Explain how to write a quadratic equation given the following three points on the graph (5,31) (3,11) (0,11)

masha68 [24]

Given:

The graph of a quadratic function passes through the points (5,31) (3,11) (0,11).

To find:

The equation of the quadratic function.

Solution:

A quadratic function is defined as:

$y=ax^2+bx+c$ ...(i)

It is passes through the point (0,11).

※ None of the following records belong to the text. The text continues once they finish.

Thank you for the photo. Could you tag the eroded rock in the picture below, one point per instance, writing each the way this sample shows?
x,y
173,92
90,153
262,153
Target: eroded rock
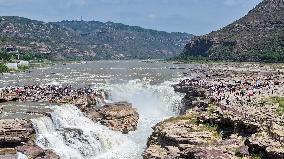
x,y
119,116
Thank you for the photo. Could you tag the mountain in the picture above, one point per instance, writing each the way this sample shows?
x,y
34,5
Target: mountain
x,y
258,36
88,40
131,41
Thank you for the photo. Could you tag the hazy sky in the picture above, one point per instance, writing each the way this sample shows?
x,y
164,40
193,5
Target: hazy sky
x,y
192,16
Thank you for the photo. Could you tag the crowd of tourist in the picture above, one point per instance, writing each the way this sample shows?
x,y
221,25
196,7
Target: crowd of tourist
x,y
50,93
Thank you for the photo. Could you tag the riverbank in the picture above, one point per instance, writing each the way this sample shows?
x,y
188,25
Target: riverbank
x,y
229,111
18,133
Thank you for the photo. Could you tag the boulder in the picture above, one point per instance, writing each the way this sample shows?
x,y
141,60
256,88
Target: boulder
x,y
13,131
182,137
35,152
119,116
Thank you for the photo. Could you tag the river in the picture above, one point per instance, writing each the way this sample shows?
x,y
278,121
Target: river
x,y
147,85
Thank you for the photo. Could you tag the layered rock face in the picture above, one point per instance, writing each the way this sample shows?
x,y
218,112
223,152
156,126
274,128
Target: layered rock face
x,y
261,30
119,116
226,115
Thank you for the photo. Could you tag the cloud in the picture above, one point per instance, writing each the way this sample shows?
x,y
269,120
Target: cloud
x,y
152,16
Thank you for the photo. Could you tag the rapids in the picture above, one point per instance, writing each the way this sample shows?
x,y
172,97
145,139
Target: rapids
x,y
73,136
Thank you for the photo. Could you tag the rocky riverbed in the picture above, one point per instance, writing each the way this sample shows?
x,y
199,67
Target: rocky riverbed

So, substitute $x=0,y=11$ in (i).

$11=a(0)^2+b(0)+c$

$11=c$

Putting $c=11$ in (i), we get

$y=ax^2+bx+11$ ...(ii)

The quadratic function passes through the point (5,31). So, substitute $x=5,y=31$ in (ii).

$31=a(5)^2+b(5)+11$

$31-11=a(25)+5b$

$20=25a+5b$

Divide both sides by 5.

$4=5a+b$ ...(iii)

The quadratic function passes through the point (3,11). So, substitute $x=3,y=11$ in (ii).

$11=a(3)^2+b(3)+11$

$11-11=a(9)+3b$

$0=9a+3b$

Divide both sides by 3.

$0=3a+b$ ...(iv)

Subtracting (iv) from (iii), we get

$4-0=5a+b-3a-b$

$4=2a$

$\dfrac{4}{2}=a$

$2=a$

Putting $a=2$ in (iv), we get

$0=3(2)+b$

$0=6+b$

$-6=b$

Putting $a=2,b=-6$ in (ii), we get

$y=(2)x^2+(-6)x+11$

$y=2x^2-6x+11$

Therefore, the required quadratic equation is $y=2x^2-6x+11$ .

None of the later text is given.